她本是來行刺,心道必死,是以口無遮攔。然而分明是說著氣話,她卻隻覺悲涼。

四牡腓腓,周道倭遲。豈不懷歸?王事靡鹽,我心傷悲。

裴晗靜靜將她望著,黑壓壓的眉眼雙睫,原來也有與她一般之痛。

她如何下得了手呢。手腕一送,叮當一聲,匕首墜落在地。

遠遠仿佛傳來晚寺敲鐘,恰恰掩過了這清脆聲響,裴晗隻狀若無覺。想了這般久,他思緒似乎略有清明,開口道:“阿殷,你若要做什麼,便做吧,我絕不還手……都是我的錯,你恨我罷了,彆為難自己。”

薑殷抬眼瞧他,正當要開口時,門外傳來一聲長長呼聲:“禮成——請太子殿下安歇。”擋住了她即將出口話語。

腦海中仿佛也是“嗡”一聲,裴晗猛然睜開眼,又對上多年後薑殷雙目,她仍等著他作答。

薑殷久未聽到他答話,心中隱隱又起疑道,莫不是我瘋了?然而先前種種情形,皆是印證了他與自己一般知曉前世事件,不該是從前的裴晗。
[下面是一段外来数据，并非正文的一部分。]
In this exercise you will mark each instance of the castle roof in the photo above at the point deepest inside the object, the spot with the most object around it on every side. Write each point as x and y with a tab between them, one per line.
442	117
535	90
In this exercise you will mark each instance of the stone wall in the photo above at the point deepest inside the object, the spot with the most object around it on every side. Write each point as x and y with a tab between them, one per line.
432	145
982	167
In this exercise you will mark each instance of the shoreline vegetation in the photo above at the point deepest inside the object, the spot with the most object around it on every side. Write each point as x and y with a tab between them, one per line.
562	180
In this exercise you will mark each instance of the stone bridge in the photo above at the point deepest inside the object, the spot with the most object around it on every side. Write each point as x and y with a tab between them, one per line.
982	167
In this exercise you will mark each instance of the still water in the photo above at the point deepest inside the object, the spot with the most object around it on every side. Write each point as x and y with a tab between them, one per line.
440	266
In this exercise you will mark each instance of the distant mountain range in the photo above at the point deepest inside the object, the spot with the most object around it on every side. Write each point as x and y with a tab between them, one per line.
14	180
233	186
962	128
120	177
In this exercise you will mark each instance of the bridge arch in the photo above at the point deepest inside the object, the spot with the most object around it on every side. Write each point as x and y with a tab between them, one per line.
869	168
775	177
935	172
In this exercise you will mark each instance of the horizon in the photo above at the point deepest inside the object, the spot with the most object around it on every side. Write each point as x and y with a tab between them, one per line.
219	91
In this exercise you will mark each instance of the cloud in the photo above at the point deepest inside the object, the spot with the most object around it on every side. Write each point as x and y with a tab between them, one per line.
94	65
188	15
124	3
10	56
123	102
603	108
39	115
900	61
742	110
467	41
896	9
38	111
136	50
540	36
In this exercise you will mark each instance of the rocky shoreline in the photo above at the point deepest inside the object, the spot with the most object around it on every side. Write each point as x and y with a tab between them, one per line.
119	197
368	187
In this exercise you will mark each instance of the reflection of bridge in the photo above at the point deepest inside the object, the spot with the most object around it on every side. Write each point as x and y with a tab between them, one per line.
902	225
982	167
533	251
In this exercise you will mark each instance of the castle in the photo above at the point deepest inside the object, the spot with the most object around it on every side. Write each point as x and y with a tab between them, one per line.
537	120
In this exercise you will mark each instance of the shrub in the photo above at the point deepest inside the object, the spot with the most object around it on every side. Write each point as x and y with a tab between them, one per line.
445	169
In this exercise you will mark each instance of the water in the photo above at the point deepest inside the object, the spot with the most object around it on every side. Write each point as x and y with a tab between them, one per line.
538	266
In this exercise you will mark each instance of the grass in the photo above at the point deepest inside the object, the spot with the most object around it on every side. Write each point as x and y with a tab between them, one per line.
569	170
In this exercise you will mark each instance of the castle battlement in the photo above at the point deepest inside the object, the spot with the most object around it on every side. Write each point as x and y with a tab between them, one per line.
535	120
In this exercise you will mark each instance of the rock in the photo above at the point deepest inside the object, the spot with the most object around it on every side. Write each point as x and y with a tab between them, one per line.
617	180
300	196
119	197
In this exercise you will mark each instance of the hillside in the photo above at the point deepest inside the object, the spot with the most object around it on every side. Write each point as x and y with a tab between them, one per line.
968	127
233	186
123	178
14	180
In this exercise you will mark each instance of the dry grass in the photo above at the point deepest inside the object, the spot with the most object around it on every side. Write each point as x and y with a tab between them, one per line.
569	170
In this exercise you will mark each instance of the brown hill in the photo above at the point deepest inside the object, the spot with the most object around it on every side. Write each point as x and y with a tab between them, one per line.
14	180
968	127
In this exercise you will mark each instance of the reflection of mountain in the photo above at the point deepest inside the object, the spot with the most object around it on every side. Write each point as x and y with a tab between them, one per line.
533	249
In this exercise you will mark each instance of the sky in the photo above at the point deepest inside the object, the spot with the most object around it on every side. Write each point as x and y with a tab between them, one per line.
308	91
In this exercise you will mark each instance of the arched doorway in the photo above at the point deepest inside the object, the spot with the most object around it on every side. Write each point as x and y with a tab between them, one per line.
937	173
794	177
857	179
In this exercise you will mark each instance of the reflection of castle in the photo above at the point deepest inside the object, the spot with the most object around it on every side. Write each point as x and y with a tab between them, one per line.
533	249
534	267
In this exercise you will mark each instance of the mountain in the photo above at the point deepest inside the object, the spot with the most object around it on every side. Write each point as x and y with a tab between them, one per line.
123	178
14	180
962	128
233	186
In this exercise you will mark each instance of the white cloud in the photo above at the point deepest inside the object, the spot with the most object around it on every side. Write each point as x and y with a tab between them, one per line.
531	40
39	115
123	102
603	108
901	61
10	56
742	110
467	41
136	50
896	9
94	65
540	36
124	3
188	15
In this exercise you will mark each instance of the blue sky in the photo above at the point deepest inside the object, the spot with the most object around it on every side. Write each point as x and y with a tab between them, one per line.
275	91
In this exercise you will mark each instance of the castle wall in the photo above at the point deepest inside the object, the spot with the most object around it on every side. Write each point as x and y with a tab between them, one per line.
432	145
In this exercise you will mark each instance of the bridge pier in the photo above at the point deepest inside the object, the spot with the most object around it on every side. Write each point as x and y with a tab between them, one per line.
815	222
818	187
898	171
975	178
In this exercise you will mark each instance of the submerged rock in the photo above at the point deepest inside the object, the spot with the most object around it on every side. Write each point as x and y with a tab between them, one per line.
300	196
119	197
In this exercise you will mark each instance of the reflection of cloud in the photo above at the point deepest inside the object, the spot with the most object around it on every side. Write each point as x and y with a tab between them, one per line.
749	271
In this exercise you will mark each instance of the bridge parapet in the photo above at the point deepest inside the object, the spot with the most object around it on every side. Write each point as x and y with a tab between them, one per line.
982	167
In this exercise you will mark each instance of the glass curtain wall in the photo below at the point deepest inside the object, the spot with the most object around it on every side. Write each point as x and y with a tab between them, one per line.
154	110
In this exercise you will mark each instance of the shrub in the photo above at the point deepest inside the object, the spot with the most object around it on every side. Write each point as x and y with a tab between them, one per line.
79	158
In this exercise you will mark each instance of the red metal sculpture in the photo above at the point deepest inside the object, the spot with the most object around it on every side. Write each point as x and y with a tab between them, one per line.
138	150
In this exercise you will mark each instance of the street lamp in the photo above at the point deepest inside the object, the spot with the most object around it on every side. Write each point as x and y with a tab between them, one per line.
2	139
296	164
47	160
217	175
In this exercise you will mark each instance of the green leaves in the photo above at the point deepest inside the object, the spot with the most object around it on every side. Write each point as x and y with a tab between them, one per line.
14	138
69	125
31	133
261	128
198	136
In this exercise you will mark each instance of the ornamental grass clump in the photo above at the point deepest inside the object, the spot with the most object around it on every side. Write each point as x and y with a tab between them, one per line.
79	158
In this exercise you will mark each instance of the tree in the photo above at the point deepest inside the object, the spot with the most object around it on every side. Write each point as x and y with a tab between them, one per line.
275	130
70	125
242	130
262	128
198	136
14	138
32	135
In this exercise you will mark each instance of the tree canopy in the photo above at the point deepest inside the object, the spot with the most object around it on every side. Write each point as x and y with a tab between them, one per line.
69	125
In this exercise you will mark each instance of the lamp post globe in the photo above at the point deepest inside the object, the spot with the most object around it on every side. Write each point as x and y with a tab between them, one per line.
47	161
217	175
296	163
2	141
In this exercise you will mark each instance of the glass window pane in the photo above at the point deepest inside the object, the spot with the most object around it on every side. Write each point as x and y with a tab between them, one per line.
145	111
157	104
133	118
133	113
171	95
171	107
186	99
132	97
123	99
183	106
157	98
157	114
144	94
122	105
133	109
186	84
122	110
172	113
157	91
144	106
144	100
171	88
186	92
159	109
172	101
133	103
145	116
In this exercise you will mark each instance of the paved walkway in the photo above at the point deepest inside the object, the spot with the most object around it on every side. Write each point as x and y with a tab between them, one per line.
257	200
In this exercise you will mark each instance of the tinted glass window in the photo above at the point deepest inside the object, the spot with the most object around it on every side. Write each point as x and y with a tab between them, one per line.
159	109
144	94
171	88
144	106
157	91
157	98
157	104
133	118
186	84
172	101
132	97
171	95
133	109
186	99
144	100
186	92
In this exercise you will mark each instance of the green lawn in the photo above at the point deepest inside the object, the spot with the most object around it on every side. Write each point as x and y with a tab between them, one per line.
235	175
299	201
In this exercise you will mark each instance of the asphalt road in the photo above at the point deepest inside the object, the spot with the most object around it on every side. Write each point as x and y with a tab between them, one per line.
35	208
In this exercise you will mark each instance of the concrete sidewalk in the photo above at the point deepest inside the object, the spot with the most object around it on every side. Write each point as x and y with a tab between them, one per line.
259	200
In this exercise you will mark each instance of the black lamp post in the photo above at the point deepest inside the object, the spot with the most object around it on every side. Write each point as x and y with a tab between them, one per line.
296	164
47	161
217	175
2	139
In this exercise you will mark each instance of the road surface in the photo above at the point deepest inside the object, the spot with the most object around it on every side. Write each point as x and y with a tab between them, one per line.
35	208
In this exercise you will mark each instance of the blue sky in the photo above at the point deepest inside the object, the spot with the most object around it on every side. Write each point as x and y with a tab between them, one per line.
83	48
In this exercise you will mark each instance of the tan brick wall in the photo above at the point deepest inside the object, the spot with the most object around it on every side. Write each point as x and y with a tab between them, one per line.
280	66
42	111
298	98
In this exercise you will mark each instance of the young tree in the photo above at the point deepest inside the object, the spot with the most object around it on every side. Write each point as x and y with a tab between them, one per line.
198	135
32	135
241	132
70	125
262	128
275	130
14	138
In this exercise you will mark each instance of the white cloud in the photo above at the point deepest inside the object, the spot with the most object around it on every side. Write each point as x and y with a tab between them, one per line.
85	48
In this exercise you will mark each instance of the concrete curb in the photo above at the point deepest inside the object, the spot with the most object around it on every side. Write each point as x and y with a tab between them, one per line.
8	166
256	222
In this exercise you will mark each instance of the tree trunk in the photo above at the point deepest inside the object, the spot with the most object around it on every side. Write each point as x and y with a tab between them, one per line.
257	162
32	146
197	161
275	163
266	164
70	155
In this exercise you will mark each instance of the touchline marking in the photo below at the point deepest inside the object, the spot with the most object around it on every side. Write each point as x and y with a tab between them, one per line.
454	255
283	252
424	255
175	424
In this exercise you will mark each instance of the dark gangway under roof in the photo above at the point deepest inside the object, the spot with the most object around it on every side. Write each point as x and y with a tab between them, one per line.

死法原是最簡單的問題了,她從前沒問當真是不想聽,他那時為著她不關切還仿佛不快一般,可如今真是問了,又是這般沉默良久。

為何如此呢?她正要再開口追問,遠處卻傳來一陣呼喚:“薑小姐!薑小姐!”

兩人具是從屋頂往外探頭一看,瞧見阿眉站在樓下探頭探腦:“方才勉姑娘睡下了,說要我來瞧一眼小姐,若小姐沒有旁的吩咐我就睡了。”

她講完了才瞧見裴晗,給嚇得往後縮了縮,忙逃也似的跑了,臨走還不忘道:“不知曉世子也在此,打擾了……打擾了。”

她倒仿佛是誤會了薑殷和裴晗月夜談情說愛,避嫌似的,誰料她隻不過打亂了一場沒有預謀的試探。倒也是救了裴晗,薑殷再想追問,終究沒了方才的氣氛,兩人皆是有些尷尬。

“往後有空同你細說罷,三言兩語有些講不清楚。”裴晗搪塞道,“你不是預備著明日去拜見晉王?今夜還是早些歇息吧,是我唐突打擾了。”

說完他便轉身要走,卻被薑殷叫住了。

“裴晗。”她垂著頭,背著月光,麵上一片昏暗。“倘若此事能了了,咱們的事情就一筆勾銷。”

裴晗頓了頓,點了點頭。他說,好。

***

入夜,薑殷才溜回房中,誰知道這時候柔勉竟然還沒睡著,躺在床前光下邊看書,阿眉坐在她身側,手支著腦袋,小雞啄米般點著腦袋犯困。